O INPE passou por uma fase tenebrosa onde um legítimo diretor foi defenestrado por se posicionar com coragem diante das calúnias e mentiras proferidas pelo Presidente da República. Voltamos à normalidade, mas a vigilância deve ser permanente, nenhuma forma de arbitrariedade, censura ou intimidação deverá ser permitida. Dirigentes de nossas instituições públicas, constroem um legado ou se omitem, mas passam. Nossas instituições permanecerão, tão fortes, modernas e protagonistas quanto for a nossa capacidade de produzir ciência com qualidade e independência.

Em novembro de 1945, representantes das potências vencedoras da Segunda Guerra Mundial se reuniram na cidade de Nuremberg, na Alemanha, para julgar 24 homens considerados criminosos de guerra, nazistas.
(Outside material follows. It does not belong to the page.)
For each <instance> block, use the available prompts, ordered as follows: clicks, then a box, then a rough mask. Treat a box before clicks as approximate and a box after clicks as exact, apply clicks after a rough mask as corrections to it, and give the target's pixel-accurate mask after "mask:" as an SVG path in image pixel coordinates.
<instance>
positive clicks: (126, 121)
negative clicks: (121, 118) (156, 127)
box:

O processo durou praticamente um ano e terminou com a condenação à morte de 12 dos acusados, 3 à prisão perpétua, 3 a penas que variavam de 10 a 30 anos de prisão, enquanto outros 3 foram absolvidos. Muitos criminosos de guerra foram esquecidos ou tiveram seus crimes amenizados, o que explica o número relativamente pequeno de acusados sobre os quais houve unanimidade em levá-los a julgamento.

No Brasil, o jornalista David Nasser, nas décadas de 40 e 50, o principal nome de O Cruzeiro, a revista líder dos Diários Associados de Assis Chateaubriand, se notabilizou pela publicação da série de denúncias contra Filinto Muller, sob o título de Falta Alguém em Nuremberg, depois transformado em livro.

Não é difícil supor que, num futuro próximo, Bolsonaro e seus acólitos sejam submetidos a um “nuremberg” para pagarem por seus crimes. Quantos de seus seguidores, defensores e incensadores serão também julgados? E destes, quantos se safarão?